Summer pressed on. The numbness and shock finally wore off. Alice began to smolder inside. Her life hadn’t taken a U-turn, but rather a dive off the Overland Bridge. The army presented her an award of distinction and a medical discharge. She stewed. She fumed. Most nights she dreamed of Dr. Zaid but sometimes her nightmares were dark and empty. Those were even worse.

Fragments of memory returned as she rolled the wide second floor hall. Summer settled over the countryside like a sodden blanket of oppressed air, so different from the arid baking temperature of Baghdad. At first she’d been unable to fit the disjointed images together but finally they’d coalesced into a chilling panorama.

There’d been a third person present that day. She and Dr. Zaid hadn’t been alone. The door of the conference room shut behind her with a solid click. In her memory the doctor turned around and glanced past her shoulder. He jerked to a halt with his eyes narrowed. His mouth moved. She couldn’t hear his heavily accented English but she could read the word his lips shaped.

The scene bolted her upright in bed. The realization shocked her from sleep. Her chest heaved. Nausea boiled up her throat in a scorching rush of hot fluid. The dream memory solidified. With a sick certainty Alice knew the hypodermic had plunged into the side of her neck from behind. Dr.

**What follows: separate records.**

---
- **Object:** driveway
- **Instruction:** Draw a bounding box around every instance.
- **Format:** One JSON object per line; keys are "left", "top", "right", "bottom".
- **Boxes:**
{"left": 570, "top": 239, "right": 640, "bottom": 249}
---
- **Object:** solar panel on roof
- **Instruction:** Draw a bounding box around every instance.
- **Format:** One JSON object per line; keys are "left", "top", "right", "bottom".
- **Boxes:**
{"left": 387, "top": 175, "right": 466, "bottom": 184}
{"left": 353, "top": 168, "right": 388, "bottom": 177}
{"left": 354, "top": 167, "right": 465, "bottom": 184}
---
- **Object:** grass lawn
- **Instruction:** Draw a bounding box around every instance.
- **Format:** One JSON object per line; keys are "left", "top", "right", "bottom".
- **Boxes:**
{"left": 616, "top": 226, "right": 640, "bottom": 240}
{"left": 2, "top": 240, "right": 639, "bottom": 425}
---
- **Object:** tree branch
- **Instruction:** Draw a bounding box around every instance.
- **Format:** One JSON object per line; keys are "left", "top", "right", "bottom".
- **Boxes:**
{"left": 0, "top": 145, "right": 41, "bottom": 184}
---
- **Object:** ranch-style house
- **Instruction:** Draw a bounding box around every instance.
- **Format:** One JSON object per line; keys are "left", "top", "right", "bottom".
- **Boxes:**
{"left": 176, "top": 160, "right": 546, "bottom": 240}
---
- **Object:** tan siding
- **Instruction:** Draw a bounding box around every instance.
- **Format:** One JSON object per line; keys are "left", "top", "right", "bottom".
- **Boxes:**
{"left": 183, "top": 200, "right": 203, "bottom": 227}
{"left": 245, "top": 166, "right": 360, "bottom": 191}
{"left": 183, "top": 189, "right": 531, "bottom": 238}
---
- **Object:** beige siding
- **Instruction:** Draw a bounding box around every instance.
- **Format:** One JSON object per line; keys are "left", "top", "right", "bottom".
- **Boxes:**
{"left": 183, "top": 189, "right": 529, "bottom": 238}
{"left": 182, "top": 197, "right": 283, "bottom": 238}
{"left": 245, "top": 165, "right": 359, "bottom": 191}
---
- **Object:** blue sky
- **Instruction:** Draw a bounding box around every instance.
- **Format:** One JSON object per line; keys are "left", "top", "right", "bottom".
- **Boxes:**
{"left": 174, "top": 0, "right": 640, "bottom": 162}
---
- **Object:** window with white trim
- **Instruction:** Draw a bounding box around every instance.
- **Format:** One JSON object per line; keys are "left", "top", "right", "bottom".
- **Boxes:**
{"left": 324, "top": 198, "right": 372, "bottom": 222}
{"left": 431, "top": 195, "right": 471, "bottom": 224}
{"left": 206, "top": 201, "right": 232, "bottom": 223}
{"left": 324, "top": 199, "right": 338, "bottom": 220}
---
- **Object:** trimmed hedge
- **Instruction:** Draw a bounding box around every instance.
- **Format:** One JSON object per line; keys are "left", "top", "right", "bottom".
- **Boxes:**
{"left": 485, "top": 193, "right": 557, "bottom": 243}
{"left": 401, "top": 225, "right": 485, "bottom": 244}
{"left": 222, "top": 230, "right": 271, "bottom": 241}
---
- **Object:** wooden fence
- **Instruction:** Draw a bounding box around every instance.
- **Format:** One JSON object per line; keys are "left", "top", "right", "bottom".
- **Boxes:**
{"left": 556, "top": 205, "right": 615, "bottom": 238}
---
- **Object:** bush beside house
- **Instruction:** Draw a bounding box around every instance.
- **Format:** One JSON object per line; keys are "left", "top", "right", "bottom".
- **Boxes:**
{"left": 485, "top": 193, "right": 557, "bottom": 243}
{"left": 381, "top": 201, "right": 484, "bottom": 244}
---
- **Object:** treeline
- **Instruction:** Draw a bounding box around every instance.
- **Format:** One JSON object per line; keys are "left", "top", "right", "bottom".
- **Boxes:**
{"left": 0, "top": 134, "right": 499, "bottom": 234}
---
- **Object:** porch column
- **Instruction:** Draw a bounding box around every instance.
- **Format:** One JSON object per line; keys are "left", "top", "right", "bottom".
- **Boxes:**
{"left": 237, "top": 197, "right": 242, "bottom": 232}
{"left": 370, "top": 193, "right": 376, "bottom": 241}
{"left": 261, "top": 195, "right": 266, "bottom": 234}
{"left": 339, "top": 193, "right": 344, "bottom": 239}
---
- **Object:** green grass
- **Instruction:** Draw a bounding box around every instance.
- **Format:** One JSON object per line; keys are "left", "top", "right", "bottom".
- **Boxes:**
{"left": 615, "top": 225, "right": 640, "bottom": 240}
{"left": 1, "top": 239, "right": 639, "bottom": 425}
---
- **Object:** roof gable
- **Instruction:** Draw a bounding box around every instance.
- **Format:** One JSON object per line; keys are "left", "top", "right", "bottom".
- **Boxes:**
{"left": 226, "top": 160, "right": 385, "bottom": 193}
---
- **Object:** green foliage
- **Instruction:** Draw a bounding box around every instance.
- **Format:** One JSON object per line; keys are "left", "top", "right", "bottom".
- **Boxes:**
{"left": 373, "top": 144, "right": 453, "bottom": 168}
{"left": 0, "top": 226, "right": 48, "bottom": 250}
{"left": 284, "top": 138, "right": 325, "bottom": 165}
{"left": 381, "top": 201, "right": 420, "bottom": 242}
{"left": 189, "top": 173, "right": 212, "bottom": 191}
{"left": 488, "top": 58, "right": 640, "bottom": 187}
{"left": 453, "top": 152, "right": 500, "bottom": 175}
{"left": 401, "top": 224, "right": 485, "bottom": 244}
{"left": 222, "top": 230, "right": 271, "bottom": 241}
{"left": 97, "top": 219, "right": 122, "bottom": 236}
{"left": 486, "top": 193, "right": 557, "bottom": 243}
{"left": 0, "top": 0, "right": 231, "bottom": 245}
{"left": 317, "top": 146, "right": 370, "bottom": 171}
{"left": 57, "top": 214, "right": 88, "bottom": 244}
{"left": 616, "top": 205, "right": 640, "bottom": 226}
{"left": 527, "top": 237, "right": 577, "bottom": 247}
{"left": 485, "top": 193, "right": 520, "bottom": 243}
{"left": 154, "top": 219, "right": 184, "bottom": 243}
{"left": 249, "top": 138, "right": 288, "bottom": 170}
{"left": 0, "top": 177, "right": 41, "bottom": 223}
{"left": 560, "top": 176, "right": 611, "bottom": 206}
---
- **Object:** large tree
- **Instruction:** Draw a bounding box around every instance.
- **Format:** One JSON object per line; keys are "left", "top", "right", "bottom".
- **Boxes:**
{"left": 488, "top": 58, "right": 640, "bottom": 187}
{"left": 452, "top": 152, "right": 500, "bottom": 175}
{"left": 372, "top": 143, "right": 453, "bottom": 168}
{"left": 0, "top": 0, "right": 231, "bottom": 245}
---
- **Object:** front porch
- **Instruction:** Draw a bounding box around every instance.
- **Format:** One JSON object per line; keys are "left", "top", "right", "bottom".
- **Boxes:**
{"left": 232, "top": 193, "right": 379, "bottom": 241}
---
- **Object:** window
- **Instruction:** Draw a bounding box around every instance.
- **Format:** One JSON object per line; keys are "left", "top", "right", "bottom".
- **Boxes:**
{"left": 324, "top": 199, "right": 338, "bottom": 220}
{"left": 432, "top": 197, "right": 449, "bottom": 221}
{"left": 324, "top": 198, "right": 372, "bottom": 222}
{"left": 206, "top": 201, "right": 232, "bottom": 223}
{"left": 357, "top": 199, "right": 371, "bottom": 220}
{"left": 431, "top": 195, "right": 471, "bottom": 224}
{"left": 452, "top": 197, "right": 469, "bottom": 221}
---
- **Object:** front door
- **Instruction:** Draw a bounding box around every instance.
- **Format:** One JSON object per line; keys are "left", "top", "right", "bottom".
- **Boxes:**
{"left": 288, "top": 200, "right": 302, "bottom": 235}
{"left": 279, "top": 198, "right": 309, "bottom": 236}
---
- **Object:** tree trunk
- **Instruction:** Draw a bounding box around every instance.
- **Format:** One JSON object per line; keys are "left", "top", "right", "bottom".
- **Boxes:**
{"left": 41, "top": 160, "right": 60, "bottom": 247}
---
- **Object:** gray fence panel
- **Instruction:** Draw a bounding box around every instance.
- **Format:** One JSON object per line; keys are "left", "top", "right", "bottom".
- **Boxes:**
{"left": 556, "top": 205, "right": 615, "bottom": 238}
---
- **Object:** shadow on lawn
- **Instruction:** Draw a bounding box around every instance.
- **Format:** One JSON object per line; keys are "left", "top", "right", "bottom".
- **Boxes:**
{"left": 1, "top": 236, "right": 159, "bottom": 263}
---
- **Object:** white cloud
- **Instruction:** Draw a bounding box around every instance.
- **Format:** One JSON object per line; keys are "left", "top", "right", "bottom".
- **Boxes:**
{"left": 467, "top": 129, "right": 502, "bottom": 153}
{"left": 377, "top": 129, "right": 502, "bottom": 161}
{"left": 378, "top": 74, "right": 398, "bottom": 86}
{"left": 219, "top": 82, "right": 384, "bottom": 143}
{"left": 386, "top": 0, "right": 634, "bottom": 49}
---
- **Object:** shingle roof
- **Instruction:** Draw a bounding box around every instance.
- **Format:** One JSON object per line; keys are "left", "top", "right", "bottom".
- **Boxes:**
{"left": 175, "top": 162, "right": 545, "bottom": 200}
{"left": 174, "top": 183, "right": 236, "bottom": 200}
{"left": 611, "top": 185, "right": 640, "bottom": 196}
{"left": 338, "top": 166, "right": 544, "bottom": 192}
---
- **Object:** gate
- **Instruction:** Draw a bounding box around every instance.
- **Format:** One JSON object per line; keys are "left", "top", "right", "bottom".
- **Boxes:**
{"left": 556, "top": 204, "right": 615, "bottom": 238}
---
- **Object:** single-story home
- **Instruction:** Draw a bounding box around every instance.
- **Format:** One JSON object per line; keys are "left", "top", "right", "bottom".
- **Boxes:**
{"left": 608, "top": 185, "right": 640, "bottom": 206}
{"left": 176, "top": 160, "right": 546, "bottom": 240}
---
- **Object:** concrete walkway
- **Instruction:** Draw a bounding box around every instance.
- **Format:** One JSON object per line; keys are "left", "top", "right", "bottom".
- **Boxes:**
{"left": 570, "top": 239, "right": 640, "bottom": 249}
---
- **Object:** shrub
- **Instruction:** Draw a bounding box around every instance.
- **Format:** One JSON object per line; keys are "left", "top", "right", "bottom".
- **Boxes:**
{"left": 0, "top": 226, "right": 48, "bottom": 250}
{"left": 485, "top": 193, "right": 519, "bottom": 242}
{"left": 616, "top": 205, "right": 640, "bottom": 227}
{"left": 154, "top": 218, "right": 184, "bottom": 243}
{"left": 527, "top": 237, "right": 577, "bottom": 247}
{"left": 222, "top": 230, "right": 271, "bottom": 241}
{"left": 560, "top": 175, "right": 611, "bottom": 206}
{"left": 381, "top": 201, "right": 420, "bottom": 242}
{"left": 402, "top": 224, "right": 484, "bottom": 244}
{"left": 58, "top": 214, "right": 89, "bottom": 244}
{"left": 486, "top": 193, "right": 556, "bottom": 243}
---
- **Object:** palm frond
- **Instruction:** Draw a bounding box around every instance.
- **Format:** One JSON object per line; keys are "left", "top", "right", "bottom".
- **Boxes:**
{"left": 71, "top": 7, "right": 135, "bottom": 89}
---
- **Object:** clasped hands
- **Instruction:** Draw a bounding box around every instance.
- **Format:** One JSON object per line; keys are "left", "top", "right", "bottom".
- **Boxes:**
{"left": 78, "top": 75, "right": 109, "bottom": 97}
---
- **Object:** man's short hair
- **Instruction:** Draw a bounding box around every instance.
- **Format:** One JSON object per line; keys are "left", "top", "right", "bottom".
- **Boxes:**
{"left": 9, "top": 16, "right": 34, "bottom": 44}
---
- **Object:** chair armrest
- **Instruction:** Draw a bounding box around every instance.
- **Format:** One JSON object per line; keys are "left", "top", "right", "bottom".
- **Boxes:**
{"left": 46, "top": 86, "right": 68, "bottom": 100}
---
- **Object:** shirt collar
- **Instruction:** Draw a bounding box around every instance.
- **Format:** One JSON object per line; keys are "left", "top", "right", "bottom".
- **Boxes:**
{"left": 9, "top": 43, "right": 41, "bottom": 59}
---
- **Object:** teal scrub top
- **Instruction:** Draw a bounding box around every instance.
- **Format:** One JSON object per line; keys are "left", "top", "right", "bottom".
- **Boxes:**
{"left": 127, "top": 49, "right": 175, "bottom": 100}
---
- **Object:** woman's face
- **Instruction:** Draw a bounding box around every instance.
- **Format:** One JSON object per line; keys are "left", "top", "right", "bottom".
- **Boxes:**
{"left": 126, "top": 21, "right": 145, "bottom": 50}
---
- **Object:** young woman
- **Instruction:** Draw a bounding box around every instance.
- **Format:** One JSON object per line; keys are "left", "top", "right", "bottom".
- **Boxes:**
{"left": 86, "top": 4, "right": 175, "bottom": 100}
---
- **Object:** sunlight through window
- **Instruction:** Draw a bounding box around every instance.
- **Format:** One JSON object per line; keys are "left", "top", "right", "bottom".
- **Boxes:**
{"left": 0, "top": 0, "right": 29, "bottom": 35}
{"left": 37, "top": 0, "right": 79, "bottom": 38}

Zaid had stood several feet away. He faced her with his features frozen in shock and uttered one word.

He’d told her to run.

 

Flash Fiction Challenge: Eight Random Words @ http://www.terribleminds.com

  1. #1 by Alica Mckenna Johnson on June 7, 2012 - 6:40 am

    What a chilling tale! You sucked me right in.

    • #2 by Leslie Berry/ @LesannBerry on June 7, 2012 - 1:21 pm

      Thank Alica!

      Random words do bad things in my head.

  2. #3 by KG Arndell on June 15, 2012 - 1:33 am

    You grabbed me right from the get-go. Very well done! I used saw, wheelchair, bully and flowerpot.

    Thanks for a great read!

    • #4 by Leslie Berry/ @LesannBerry on June 18, 2012 - 6:19 pm

      Apologies for my tardy response…thanks much for the high-five! I love these challenges, I go places I might not without the prompt. I’ve been scheduled so tight that I’ve missed the last few…lots of reading to catch up on. I’ll go read yours, I haven’t had time yet. Thanks!